Urgh. I hate it when it gets cold outside. I have a long thin cut on my hand from goodness knows where, simply because my hands were too numb with cold to feel the damage I tend to inflict upon myself. There was a time when I used to think I was quite graceful. That was clearly the delusions of youth.
Back at work now, Christmas decorations in a box in the attic, and nothing but a slice of Christmas pudding in the fridge left as a reminder that there once was a holiday. I miss it already.
Instead we get snow, first day back, and so my office is even colder than it usually is on the first day back when the university has been closed. Brrr.
Sorry, I didn't blog to complain. Guess I have the "first day back at work" blues.
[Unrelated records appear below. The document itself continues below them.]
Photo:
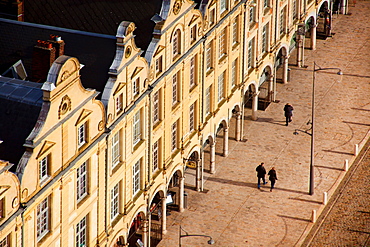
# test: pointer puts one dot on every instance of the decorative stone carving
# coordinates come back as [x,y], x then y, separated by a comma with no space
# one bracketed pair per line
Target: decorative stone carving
[64,106]
[177,7]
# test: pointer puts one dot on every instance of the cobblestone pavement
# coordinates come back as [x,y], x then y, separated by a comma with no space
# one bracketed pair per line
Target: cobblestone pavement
[346,219]
[231,209]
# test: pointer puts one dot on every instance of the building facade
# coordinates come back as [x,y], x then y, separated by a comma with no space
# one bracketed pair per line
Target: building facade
[104,172]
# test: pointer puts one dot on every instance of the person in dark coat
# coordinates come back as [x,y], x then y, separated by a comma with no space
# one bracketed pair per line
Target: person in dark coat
[272,177]
[261,173]
[288,112]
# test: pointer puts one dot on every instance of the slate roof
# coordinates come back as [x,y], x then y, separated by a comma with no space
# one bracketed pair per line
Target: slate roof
[97,16]
[95,51]
[20,105]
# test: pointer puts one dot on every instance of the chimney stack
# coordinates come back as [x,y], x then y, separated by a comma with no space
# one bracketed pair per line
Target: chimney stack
[43,57]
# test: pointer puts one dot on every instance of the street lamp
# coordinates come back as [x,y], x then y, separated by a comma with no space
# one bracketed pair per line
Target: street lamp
[210,241]
[312,177]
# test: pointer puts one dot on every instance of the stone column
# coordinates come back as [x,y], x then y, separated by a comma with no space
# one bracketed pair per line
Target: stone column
[164,215]
[255,106]
[313,36]
[238,126]
[285,68]
[226,142]
[213,157]
[181,191]
[197,176]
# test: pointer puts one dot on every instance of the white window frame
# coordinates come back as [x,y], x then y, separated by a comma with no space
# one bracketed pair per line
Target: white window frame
[81,181]
[209,54]
[222,43]
[114,208]
[81,134]
[116,149]
[81,232]
[221,87]
[119,103]
[234,72]
[156,110]
[192,117]
[43,218]
[174,136]
[235,27]
[175,85]
[136,177]
[208,100]
[136,128]
[44,168]
[223,6]
[193,72]
[155,156]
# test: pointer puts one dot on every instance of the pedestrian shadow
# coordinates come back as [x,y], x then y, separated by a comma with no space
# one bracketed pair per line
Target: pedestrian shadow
[331,168]
[293,218]
[305,200]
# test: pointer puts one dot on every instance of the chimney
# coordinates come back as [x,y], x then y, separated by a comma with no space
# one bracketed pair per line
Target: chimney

I've been reading the Twilight series in the break. I need to get the third book now. It's good. *shrugs*. It works because the emotions are very real; by that I mean, the author can get away with the crazy stuff, and even some dodgy dialogue, because the emotions she presents are very identifiable, the characters are real, and empathy is established, creating this very believable, unbelievable world. It's the same sort of thing with Harry Potter - although the Potter books are smarter and have plots - and it's a nice escape. Sort of makes me wish I was seventeen again (though only just!).
I'm going to be working on chapter two of Inter Vivos later today, and I'm sincerely hoping that Meyer's characters are out of my head by then. My head is like a sponge sometimes, and I hope it's all gone before I put pen to paper (or rather, fingers to keyboard). Though half of the problem is that I don't want to put them away, I much prefer their world than the personal one that I'm in today, back at work, in the cold, with no one to talk to. How utterly depressing that sounds!